In [1]:
!pip install -q transformers datasets wandb sentence-transformers



In [2]:
!huggingface-cli login --token hf_

'huggingface-cli' is not recognized as an internal or external command,
operable program or batch file.


In [3]:
from sentence_transformers import CrossEncoder

# Initialize CrossEncoder model (BERT-based) with regression output
model = CrossEncoder('bert-base-uncased', num_labels=1)

  from tqdm.autonotebook import tqdm, trange
Some weights of BertForSequenceClassification were not initialized from the model checkpoint at bert-base-uncased and are newly initialized: ['classifier.bias', 'classifier.weight']
You should probably TRAIN this model on a down-stream task to be able to use it for predictions and inference.


In [13]:
import wandb

# Initialize wandb
wandb.init(
    project="TESTbert-crossencoder-empathy",
    config={"epochs": 3, "batch_size": 16, "learning_rate": 2e-5}
)

In [26]:
from datasets import load_dataset
from sentence_transformers import InputExample

dataset = load_dataset("minoosh/Annotated_story_pairs2")

train_examples = [InputExample(texts=[row['text1'], row['text2']], label=row['label']) for row in dataset['train']]
val_examples = [InputExample(texts=[row['text1'], row['text2']], label=row['label']) for row in dataset['validation']]

# Tokenize the dataset for CrossEncoder
def preprocess_function(examples):
    return model.tokenizer(
        examples['text1'],
        examples['text2'],
        truncation=True,
        padding=True,
        max_length=512
    )

# Apply tokenization to each split in the dataset
tokenized_train = dataset['train'].map(preprocess_function, batched=True)
tokenized_test = dataset['test'].map(preprocess_function, batched=True)
tokenized_val = dataset['validation'].map(preprocess_function, batched=True)

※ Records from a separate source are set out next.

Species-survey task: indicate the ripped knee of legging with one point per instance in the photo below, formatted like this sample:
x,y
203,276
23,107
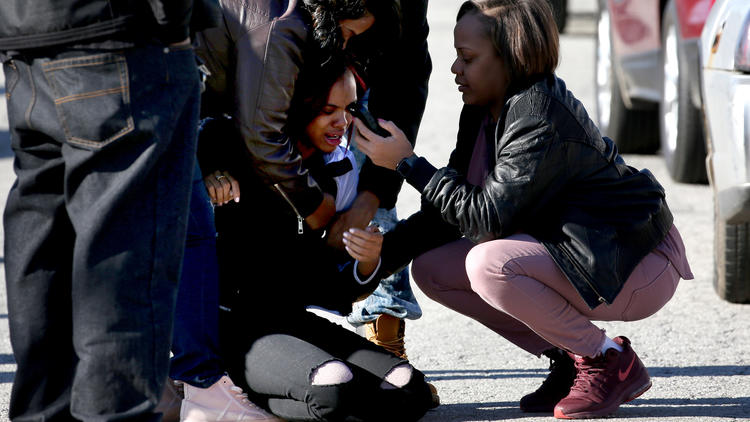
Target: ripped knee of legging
x,y
397,377
332,372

# Remove unneeded columns and set format for PyTorch
tokenized_train = tokenized_train.remove_columns(["text1", "text2"])
tokenized_test = tokenized_test.remove_columns(["text1", "text2"])
tokenized_val = tokenized_val.remove_columns(["text1", "text2"])

'''# Convert to PyTorch tensors
tokenized_train.set_format("torch")
tokenized_test.set_format("torch")
tokenized_val.set_format("torch")'''

'# Convert to PyTorch tensors\ntokenized_train.set_format("torch")\ntokenized_test.set_format("torch")\ntokenized_val.set_format("torch")'

In [32]:
from transformers import TrainingArguments, Trainer
from MyCEmetrics import compute_metrics

# Define TrainingArguments
training_args = TrainingArguments(
    output_dir="./output/empathy-crossencoder",  # Save model here
    eval_strategy="steps",                 # Evaluate model every few steps
    eval_steps=40,                              # Evaluation frequency
    logging_dir='./logs',                        # Directory for logs
    logging_steps=10,                            # Log every 10 steps
    per_device_train_batch_size=wandb.config['batch_size'],
    per_device_eval_batch_size=wandb.config['batch_size'],
    num_train_epochs=wandb.config['epochs'],
    warmup_steps=100,                            # Warmup steps
    learning_rate=wandb.config['learning_rate'],  # Learning rate
    weight_decay=0.01,                           # Prevent overfitting
    report_to="wandb",                           # Log to wandb
    save_steps=40,                              # Save every 40 steps
    save_total_limit=2,                          # Save only the 2 latest checkpoints
    load_best_model_at_end=True,                 # Load the best model at the end
    metric_for_best_model="mse",                 # Use MSE as the metric
)


# Define the Trainer for training the CrossEncoder model
trainer = Trainer(
    model=model.model,                    # CrossEncoder model (inner model)
    args=training_args,                   # Training arguments
    train_dataset=tokenized_train,         # Training dataset
    eval_dataset=tokenized_val,            # Validation dataset
    tokenizer=model.tokenizer,            # Tokenizer from CrossEncoder
    compute_metrics=compute_metrics,       # Function to compute metrics
)

# Start training
trainer.train()

Step,Training Loss,Validation Loss,Mse,Mae,Pearson Corr,Spearman Corr,R2
40,0.1038,0.074989,0.074989,0.229586,0.06926,0.053132,-0.033615
80,0.0962,0.076002,0.076002,0.228981,0.229442,0.103004,-0.047581
120,0.1048,0.096649,0.096649,0.249318,0.260964,0.208432,-0.332173


TrainOutput(global_step=123, training_loss=0.10035543180093533, metrics={'train_runtime': 251.1591, 'train_samples_per_second': 7.68, 'train_steps_per_second': 0.49, 'total_flos': 507536668781568.0, 'train_loss': 0.10035543180093533, 'epoch': 3.0})

In [None]:
import pickle

# Evaluate on the test set
trainer.evaluate(tokenized_test)

# Save the model to Hugging Face Hub
model.push_to_hub("minoosh/crossencoder-empathy-model1")
model.tokenizer.push_to_hub("minoosh/crossencoder-empathy-model1")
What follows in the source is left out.